He had a full beard and hair that looked as if it had been chewed off rather than cut, skin the color and texture of fine undyed leather, and a few scattered tattoos.  One of them consisted of a much scarred logo with the words “Barons” and “Earth” above and below.  He wore an old but well washed t-shirt of undefinable color, ancient jeans and a coarse belt upon which hung a sheathed hunting knife.  A waiter arrived with bread, and my companion drew his knife and stuck it into the wooden table, turned to face me and said, “Rick.”

In precisely the same way as one reflexively bows in response to a newly introduced Japanese person, I pulled out my own knife, stuck it next to his, and said, “Mike.”  Rick nodded, and we ate breakfast.  That no one on the ship’s crew seemed to find this odd boded well, I thought, for the journey.

I still have that knife, it’s edge still chipped where Rick and I settled an argument about whose knife was made of the harder steel.  I have rarely met a man of such imminent power who nevertheless had the charisma to evoke trust rather than fear.  I have no doubt that he was capable of brutal violence, but there always seemed clear parameters bounding that capability, and he seemed an excellent judge of exactly where those parameters were with regard to any situation.

Once, another passenger, a young, undisciplined toff of a lad had been caught stealing.  The crew had cornered him on the deck, and he had pulled a knife to fend them off.  At a certain point, Rick tired of the melodrama, and simply went up and took the knife away, shaking his head at the amateurism of it all.

As near as I could ascertain, he was originally in Europe on some dubious enterprise which fell through.  He had shrugged it off, and embarked on a purposely undefinable quest for fortune and sustenance.
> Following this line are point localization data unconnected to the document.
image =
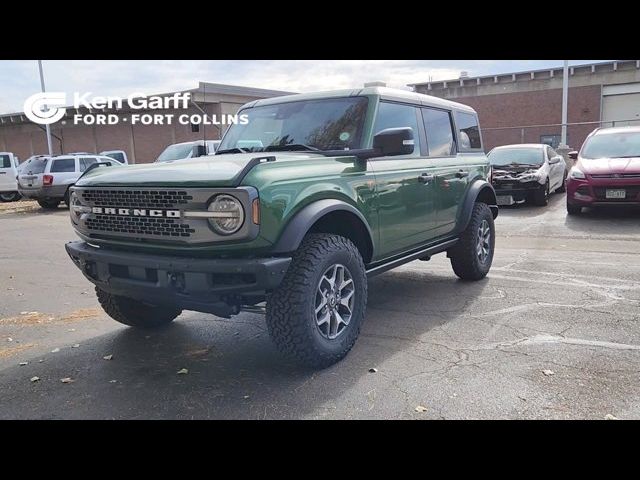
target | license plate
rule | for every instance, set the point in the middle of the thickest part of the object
(616, 193)
(505, 200)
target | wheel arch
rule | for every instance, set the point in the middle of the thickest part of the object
(480, 191)
(328, 216)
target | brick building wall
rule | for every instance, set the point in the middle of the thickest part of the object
(535, 108)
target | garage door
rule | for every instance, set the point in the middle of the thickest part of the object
(621, 103)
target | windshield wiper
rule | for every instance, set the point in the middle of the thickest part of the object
(291, 147)
(231, 150)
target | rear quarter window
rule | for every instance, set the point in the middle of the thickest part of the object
(63, 165)
(468, 132)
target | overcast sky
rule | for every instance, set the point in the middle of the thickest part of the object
(19, 79)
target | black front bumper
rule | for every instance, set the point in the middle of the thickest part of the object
(201, 284)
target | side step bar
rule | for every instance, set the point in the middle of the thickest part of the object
(425, 252)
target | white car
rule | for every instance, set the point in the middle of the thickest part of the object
(529, 171)
(47, 179)
(8, 172)
(184, 150)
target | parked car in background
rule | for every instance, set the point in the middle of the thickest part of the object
(47, 179)
(9, 164)
(527, 171)
(184, 150)
(607, 170)
(118, 155)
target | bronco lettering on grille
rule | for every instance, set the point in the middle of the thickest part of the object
(136, 212)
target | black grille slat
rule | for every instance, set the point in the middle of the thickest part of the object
(139, 225)
(135, 198)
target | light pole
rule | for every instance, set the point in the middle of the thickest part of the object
(565, 99)
(47, 125)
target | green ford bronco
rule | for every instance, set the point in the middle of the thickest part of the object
(297, 208)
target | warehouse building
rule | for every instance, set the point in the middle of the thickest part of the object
(526, 107)
(142, 143)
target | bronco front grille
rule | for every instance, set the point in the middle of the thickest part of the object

I imagined men and women like him piercing the uncharted wilderness down through the mangled trails of history.  We no doubt owe their kind much that is both joyous and horrific in our culture.

We parted ways somewhere near a goat cave we were using for shelter on Tenerife.  I like to think he still plies the waves of fate, somewhere in that great trackless frontier that is his personal adventure.  But I have a feeling he died long ago, blown away like the great gust of wind that was his life.